The city converted the building into the Bedford-Atlantic Shelter, a 500-bed men's homeless shelter, in 1982. The shelter, operated by the New York City Department of Homeless Services (DHS), is nicknamed "Castle Grayskull" by the homeless and locals, in reference to the armory's castle-like appearance. The Bedford-Atlantic Shelter was one of 19 shelters built around the city during the 1980s; by 1987, it had 532 beds accommodating 800 men. Following a 1992 lawsuit brought by community members seeking to close the 23rd Regiment and Fort Washington Armory shelters, the city agreed to decrease the Bedford-Atlantic Shelter's capacity. By 2002, the shelter had been downsized to 350 beds. The shelter still contained 350 beds by 2017, making it the city's largest homeless shelter to house exclusively men.

In addition to housing homeless men, the shelter serves as a DHS intake center, performing evaluations for homeless people, who are then sent to other shelters or treatment programs.

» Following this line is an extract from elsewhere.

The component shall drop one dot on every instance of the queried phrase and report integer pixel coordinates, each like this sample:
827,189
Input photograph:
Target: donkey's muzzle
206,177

Plans to use the 23rd Regiment Armory for this purpose were first announced in 2008 upon the planned closure of an existing intake center at Bellevue Hospital in Manhattan, which would make the armory the city's only DHS intake center. Following controversy over these plans, a second intake center was later announced for Manhattan. A New York City Police Department training facility is also located in the armory, and teaches new officers security procedures at New York City homeless shelters.

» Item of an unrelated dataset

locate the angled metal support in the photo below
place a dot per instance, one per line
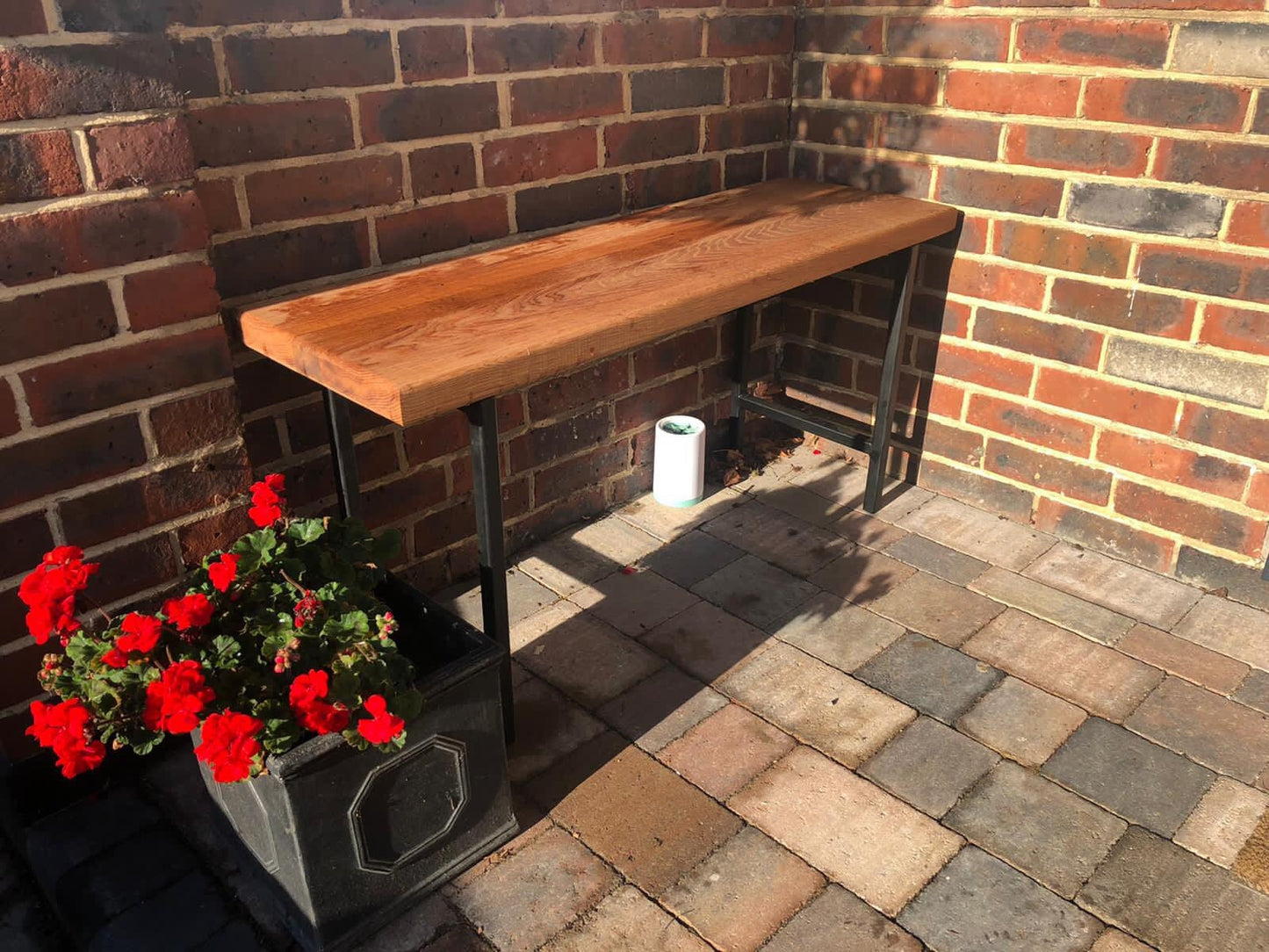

The Bedford-Atlantic Shelter is known as Brooklyn's most dangerous shelter and one of the most dangerous in the New York City shelter system. Since the 1980s, it had received a reputation for tolerating use of illegal drugs. A 2018 analysis found that in 2017, there had been 89 arrests at the shelter, and police had been called 865 times, or over twice a day. Many of these arrests were drug-related. Workers and residents also made allegations of a rat infestation at the shelter in 2018.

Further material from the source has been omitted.